Кроме того, отношения между женщинами и Казановой формировала Венеция. В восемнадцатом веке венецианская мода на чичисбеев (или культ «галантного кавалера» — cavaliere servente) была в самом разгаре. Гости города следовали моде, но Казанова почти не упоминает об этом, кроме как в эпизоде на Корфу с женой военного. Чичисбеи, cavaliere servente, в традициях средневековых рыцарей ухаживали за женщиной старше себя по возрасту и, как правило, принадлежавшей к более высокому социальному классу. Некоторые кавалеры считались защитниками чести женщины, и отмечалось, что женщины относились к таким мужчинам как к своим парикмахерам — давали им привилегированный доступ к будуару и сплетням, плюс кое-что еще. Других кавалеров законные мужья и венецианское общество принимали в качестве сексуальных и романтических партнеров женщин; столь запутанная ситуация произвела глубокое впечатление на леди Мэри Уортли Монтегю, когда она посещала Венецию в 1716 году и в 1740-е годы. Казанова вырос в городе, где многие женщины пользовались, таким образом, определенной степенью сексуальной свободы, опережавшей их время. И это было дополнительной причиной, почему венецианский стиль поведения вызывал в ту эпоху восхищение, он, говоря шире, делал больший акцент на идее женской сексуальности, нежели стало принято в последовавшие затем века.
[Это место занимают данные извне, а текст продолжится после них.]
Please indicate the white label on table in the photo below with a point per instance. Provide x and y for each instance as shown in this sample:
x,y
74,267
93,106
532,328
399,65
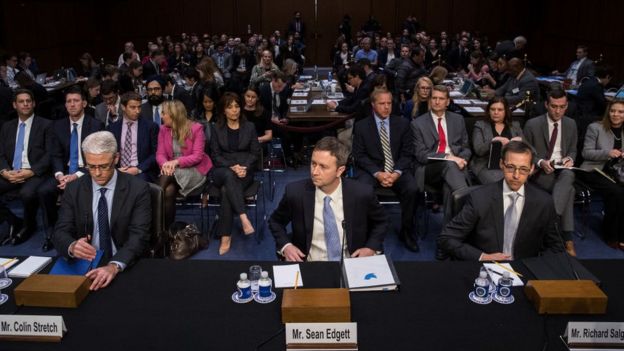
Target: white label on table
x,y
321,333
29,325
596,333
И женщины по всей Европе подвергались опасности сексуального интереса, неожиданной информации и, по всей видимости, расширения сексуального опыта с путешествующими венецианцами, такими как Казанова, хотя он был более светским, более галантным и более сексуально искушенным, чем многие другие.
Опасностью для тех, кто проживал жизнь так активно, как странствовавший Казанова, были венерические болезни. Поэтому Джакомо погружает нас в неожиданные подробности касательно производства кондомов и этикета своего времени, во многом совпадающие с рассказами других путешественников, расширявших в странствиях свой кругозор.
Все, похоже, восхищались английскими презервативами. Хотя английские презервативы были на континенте хорошо известны, их проникновение в Италию в то время, как представляется, произошло, когда британцы принялись изучать историю искусств, сочетая это занятие с сексом. Венерические заболевания были бедствием для путешествующих по Европе, а презервативы — единственным спасительным средством при случайных связях. Как хорошо знал Казанова, они были оскорблением для любого и особенно для «ветреных служителей Венеры», но тем не менее, похоже, становились объектом интереса со стороны посвященных. Действительно, мемуары Казановы указывают на фундаментальный сдвиг в отношении к презервативам, Джакомо, смотрит них уже не просто как на средство профилактики болезней.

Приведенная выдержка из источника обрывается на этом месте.